Children aged between 11 and 17 have become the primary targets of drug traffickers in Sri Lanka, Minister of Public Administration, Provincial Councils and Local Government Prof. Chandana Abeyratne said on Sunday, pointing to the breakdown of the family as a key enabler.
The minister was speaking at a Divisional Coordinating Committee meeting in Pallama, Puttalam District, where he linked rising child neglect and child abuse cases to the weakening of the family as a social unit.
“The weakening of the family as a social unit has led to child neglect and rising child abuse cases, which have become serious social issues,” Prof. Abeyratne said, according to NewsFirst. He framed the recruitment of school-age children by trafficking networks as a downstream symptom of those underlying social pressures, rather than purely a law-and-order problem.
The minister reiterated the government’s stated goal of eradicating the drug trade and said local government and administrative mechanisms had a role to play alongside police enforcement.

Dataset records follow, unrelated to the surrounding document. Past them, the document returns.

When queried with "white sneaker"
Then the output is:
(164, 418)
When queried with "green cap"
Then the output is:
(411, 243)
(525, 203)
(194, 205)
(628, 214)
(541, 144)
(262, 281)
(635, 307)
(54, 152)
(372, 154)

The remarks come as the government continues a sustained anti-narcotics drive. President Anura Kumara Dissanayake’s office said in May that the Rata Ekata operation, launched on October 30, 2025, had produced more than 186,000 drug arrests and the seizure of nearly two tonnes of heroin to date, with the President characterising the campaign as having “broken political protection” around the trade for the first time. Earlier in the cycle, Deputy Minister of Public Security Sunil Watagala said 4,750 drivers had been arrested for drug-impaired driving within four months — a data point cited by ministers when explaining how widely narcotics use has spread beyond traditional risk groups.
Prof. Abeyratne did not announce any new programme on Sunday but signalled the issue would be raised at further district coordinating committees as a recurring administrative priority.